14 oct 2014 -- 11:30
Sala conferenze Tricerri - Firenze
Abstract.
Let $M$ be an irreducible symmetric space. It is well known that $M$ admits a totally geodesic hypersurface if and only if $M$ has constant curvature. This suggest that the existence of a totally geodesic submanifolds of $M$, of certain codimension, imposes restrictions on the symmetric space. With this philosophy A. L. Onishchik defined in 1980 the concept of the index $i(M)$ of $M$. Namely, $i(M)$ is the minimal codimension of a (proper) totally geodesic submanifold of $M$. By using a purely algebraic approach he classified the symmetric spaces of index $2$. We would like to present a geometric approach to the concept of index which allows us to classify the symmetric spaces of index at most $6$ (and to calculate the index of many symmetric spcaces).

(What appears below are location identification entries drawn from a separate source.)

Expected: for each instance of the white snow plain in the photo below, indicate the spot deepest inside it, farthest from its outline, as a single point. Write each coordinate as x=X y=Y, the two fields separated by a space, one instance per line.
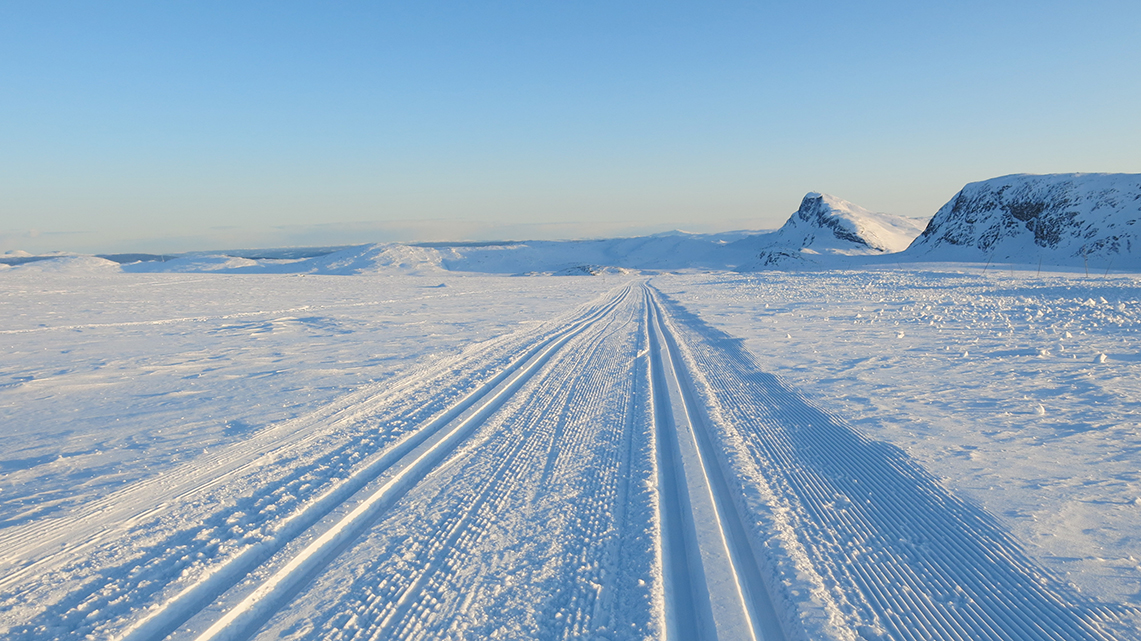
x=911 y=452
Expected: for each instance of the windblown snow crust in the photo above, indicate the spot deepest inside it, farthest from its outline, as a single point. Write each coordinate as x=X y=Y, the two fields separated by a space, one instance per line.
x=1062 y=219
x=827 y=225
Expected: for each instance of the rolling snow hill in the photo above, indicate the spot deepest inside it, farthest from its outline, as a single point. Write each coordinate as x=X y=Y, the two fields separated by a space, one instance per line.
x=1060 y=219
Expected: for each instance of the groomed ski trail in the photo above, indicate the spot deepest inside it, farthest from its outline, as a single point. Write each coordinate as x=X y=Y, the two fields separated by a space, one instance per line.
x=714 y=589
x=863 y=541
x=624 y=471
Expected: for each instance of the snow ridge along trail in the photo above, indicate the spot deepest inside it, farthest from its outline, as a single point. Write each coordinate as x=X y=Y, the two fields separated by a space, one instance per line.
x=862 y=540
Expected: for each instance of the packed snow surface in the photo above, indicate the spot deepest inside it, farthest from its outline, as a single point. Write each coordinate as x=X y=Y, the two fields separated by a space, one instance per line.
x=1089 y=219
x=405 y=452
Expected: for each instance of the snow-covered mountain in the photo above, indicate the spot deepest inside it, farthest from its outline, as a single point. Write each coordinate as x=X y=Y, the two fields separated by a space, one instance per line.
x=1059 y=218
x=827 y=225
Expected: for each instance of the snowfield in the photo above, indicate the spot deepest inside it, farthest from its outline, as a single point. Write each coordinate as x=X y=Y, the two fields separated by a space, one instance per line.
x=900 y=452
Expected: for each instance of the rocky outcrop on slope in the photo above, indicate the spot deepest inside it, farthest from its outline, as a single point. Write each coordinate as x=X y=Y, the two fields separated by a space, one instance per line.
x=826 y=225
x=1061 y=219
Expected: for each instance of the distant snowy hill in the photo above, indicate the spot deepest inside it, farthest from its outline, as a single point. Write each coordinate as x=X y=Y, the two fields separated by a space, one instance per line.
x=676 y=250
x=1060 y=219
x=826 y=225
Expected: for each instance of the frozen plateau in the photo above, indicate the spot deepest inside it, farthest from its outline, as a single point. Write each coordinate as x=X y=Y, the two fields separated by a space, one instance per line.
x=856 y=427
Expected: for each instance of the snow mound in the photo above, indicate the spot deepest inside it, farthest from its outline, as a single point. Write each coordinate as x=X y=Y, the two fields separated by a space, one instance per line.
x=826 y=225
x=1059 y=218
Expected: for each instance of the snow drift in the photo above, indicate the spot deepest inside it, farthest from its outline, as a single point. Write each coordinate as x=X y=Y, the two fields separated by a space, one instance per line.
x=1060 y=219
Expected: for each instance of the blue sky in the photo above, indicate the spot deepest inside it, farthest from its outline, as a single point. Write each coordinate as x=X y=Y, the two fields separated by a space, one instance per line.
x=183 y=126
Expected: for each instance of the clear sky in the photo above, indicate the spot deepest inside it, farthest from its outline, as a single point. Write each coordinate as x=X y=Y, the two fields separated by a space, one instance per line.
x=207 y=124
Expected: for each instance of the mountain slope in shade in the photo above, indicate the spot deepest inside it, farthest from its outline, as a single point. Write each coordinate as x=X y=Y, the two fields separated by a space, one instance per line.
x=827 y=225
x=1060 y=219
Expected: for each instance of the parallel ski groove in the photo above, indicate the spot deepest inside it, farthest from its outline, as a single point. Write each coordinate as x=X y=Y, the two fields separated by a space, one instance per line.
x=428 y=577
x=916 y=560
x=749 y=609
x=331 y=471
x=249 y=615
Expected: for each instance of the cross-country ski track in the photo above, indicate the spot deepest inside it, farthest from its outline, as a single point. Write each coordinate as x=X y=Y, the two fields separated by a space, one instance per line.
x=624 y=471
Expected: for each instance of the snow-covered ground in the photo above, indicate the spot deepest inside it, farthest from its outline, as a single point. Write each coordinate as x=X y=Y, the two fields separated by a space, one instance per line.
x=946 y=452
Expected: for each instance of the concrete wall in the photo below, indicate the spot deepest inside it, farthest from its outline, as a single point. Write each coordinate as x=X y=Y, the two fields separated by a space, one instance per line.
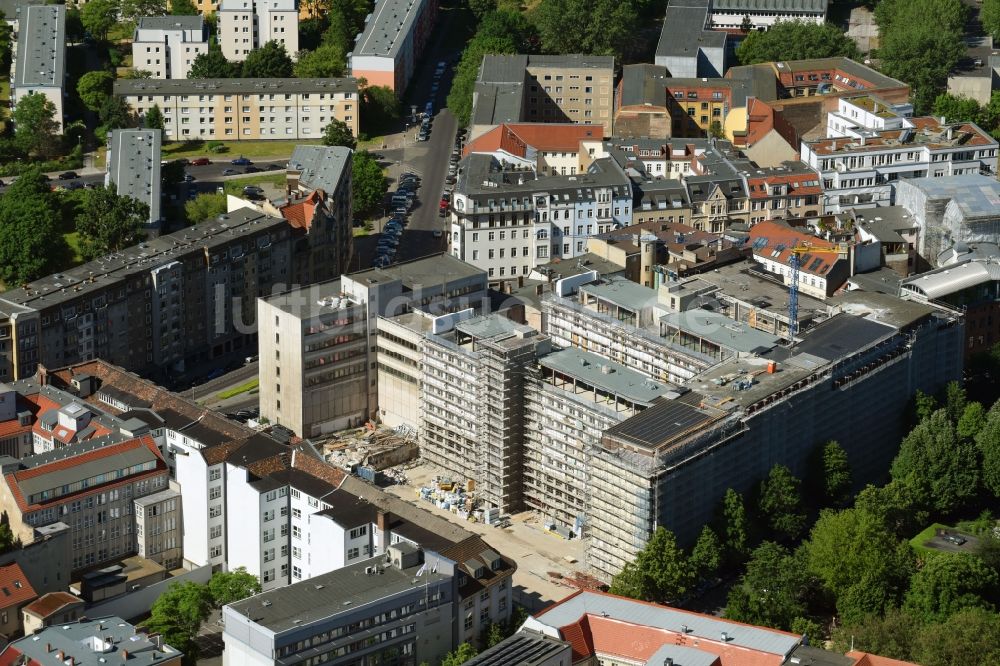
x=137 y=604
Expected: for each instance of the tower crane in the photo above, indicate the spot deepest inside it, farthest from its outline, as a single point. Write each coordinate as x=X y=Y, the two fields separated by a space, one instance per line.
x=798 y=250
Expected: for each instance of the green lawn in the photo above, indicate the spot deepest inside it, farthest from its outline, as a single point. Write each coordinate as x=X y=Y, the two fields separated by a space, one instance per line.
x=236 y=390
x=252 y=149
x=918 y=541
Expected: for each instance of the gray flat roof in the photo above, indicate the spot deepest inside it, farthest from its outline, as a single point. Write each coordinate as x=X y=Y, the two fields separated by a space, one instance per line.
x=387 y=26
x=432 y=269
x=721 y=330
x=81 y=639
x=320 y=167
x=622 y=292
x=328 y=595
x=975 y=196
x=134 y=166
x=605 y=374
x=233 y=86
x=41 y=47
x=684 y=30
x=701 y=627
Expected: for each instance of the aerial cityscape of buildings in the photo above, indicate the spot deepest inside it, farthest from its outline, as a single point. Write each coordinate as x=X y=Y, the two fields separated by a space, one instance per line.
x=646 y=286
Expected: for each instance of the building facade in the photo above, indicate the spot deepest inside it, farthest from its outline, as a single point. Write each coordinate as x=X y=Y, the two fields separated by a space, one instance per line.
x=245 y=25
x=39 y=65
x=244 y=109
x=388 y=51
x=166 y=46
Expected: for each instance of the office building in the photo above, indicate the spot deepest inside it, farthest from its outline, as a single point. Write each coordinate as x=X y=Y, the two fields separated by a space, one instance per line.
x=688 y=46
x=39 y=65
x=507 y=220
x=134 y=168
x=185 y=297
x=951 y=210
x=406 y=606
x=92 y=642
x=543 y=89
x=316 y=344
x=244 y=109
x=91 y=485
x=166 y=46
x=245 y=25
x=388 y=51
x=863 y=171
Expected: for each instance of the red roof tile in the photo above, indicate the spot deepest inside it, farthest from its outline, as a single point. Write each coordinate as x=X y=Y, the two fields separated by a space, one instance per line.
x=14 y=586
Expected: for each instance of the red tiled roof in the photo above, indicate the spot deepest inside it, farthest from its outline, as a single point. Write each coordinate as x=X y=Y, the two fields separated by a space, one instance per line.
x=14 y=586
x=865 y=659
x=515 y=138
x=13 y=478
x=49 y=604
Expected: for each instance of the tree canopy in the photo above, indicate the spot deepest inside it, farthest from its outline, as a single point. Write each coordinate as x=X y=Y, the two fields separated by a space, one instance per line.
x=795 y=40
x=270 y=61
x=337 y=133
x=368 y=184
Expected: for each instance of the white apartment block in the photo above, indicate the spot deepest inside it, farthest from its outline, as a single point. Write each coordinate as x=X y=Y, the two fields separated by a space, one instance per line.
x=506 y=222
x=763 y=14
x=316 y=344
x=244 y=109
x=861 y=171
x=245 y=25
x=39 y=64
x=166 y=46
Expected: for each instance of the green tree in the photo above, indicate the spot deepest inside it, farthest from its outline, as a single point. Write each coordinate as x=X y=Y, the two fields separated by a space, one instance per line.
x=204 y=207
x=109 y=222
x=98 y=17
x=957 y=109
x=35 y=127
x=94 y=87
x=780 y=503
x=213 y=65
x=368 y=183
x=795 y=40
x=947 y=583
x=775 y=589
x=154 y=118
x=177 y=615
x=706 y=556
x=597 y=27
x=270 y=61
x=934 y=461
x=988 y=444
x=989 y=16
x=463 y=653
x=970 y=637
x=183 y=8
x=832 y=472
x=379 y=108
x=324 y=61
x=736 y=526
x=232 y=586
x=852 y=548
x=972 y=421
x=921 y=41
x=890 y=635
x=337 y=133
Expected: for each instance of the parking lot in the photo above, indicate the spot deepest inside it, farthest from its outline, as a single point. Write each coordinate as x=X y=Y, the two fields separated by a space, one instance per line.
x=538 y=553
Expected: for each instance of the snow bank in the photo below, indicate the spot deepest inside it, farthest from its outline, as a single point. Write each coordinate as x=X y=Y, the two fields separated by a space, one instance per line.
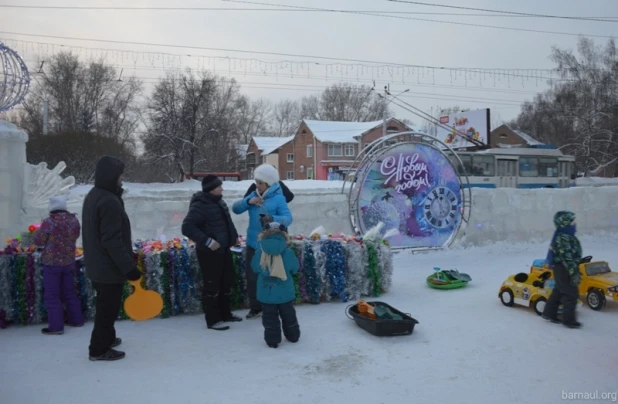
x=496 y=215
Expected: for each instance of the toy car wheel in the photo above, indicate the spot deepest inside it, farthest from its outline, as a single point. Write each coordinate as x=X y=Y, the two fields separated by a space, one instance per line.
x=506 y=297
x=596 y=300
x=539 y=305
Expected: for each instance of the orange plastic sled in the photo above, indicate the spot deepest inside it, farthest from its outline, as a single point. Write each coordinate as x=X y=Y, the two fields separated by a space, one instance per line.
x=142 y=304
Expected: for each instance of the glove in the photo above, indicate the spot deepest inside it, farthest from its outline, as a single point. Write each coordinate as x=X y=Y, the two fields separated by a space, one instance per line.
x=212 y=244
x=265 y=219
x=134 y=274
x=576 y=279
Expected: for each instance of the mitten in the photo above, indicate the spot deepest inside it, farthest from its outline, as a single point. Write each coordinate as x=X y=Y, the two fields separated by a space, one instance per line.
x=134 y=274
x=265 y=219
x=576 y=279
x=212 y=244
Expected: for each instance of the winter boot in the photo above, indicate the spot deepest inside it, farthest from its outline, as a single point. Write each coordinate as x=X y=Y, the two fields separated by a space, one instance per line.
x=110 y=355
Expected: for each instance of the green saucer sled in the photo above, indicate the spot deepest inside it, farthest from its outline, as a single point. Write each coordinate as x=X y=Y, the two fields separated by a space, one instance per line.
x=449 y=279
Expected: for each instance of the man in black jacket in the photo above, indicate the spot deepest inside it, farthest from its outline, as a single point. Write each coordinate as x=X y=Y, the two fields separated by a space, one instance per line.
x=108 y=254
x=210 y=226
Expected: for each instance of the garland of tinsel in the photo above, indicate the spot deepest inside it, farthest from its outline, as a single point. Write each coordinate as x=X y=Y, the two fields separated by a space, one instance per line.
x=183 y=279
x=385 y=258
x=320 y=264
x=19 y=290
x=165 y=281
x=311 y=274
x=6 y=299
x=335 y=265
x=373 y=270
x=298 y=276
x=172 y=279
x=30 y=289
x=40 y=311
x=327 y=269
x=154 y=272
x=356 y=275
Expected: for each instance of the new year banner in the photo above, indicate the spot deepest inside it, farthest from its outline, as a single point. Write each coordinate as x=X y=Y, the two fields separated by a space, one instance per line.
x=414 y=189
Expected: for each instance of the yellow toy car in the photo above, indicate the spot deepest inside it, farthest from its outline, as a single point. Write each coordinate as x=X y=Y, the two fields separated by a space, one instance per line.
x=526 y=290
x=598 y=281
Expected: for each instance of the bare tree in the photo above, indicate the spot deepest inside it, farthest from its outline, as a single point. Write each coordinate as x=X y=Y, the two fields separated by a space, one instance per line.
x=344 y=102
x=285 y=118
x=83 y=98
x=579 y=113
x=192 y=123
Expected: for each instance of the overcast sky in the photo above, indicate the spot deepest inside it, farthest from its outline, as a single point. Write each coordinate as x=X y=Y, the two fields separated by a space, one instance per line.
x=413 y=54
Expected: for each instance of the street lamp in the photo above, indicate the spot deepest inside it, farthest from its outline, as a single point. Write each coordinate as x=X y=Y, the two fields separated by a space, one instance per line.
x=386 y=91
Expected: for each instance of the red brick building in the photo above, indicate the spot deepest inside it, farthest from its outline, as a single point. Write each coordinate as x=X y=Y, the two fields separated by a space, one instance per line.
x=323 y=150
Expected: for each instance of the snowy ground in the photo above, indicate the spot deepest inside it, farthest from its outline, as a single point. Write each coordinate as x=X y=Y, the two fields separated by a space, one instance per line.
x=468 y=348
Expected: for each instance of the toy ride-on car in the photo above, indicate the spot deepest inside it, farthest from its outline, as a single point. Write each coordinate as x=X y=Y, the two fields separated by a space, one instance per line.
x=598 y=282
x=526 y=290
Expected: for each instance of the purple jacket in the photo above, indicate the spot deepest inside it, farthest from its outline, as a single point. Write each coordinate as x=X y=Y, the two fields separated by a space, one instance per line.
x=58 y=236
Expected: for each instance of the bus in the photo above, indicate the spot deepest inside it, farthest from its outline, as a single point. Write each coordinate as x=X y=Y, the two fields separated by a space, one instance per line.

Our main result is to relate the index and the rank $rk(M)$ of $M$. Namely, the index is bounded from below by the rank. Moreover, we determine which are the symmetric spaces that satisfy $rk(M)=i(M)$. Namely, up to duality, these symmetric spaces are $SL(k+1)/SO(k+1)$ or $SO(n+k)/SO(n)SO(k)$. This talk is based on a joint work with Jurgen Berndt.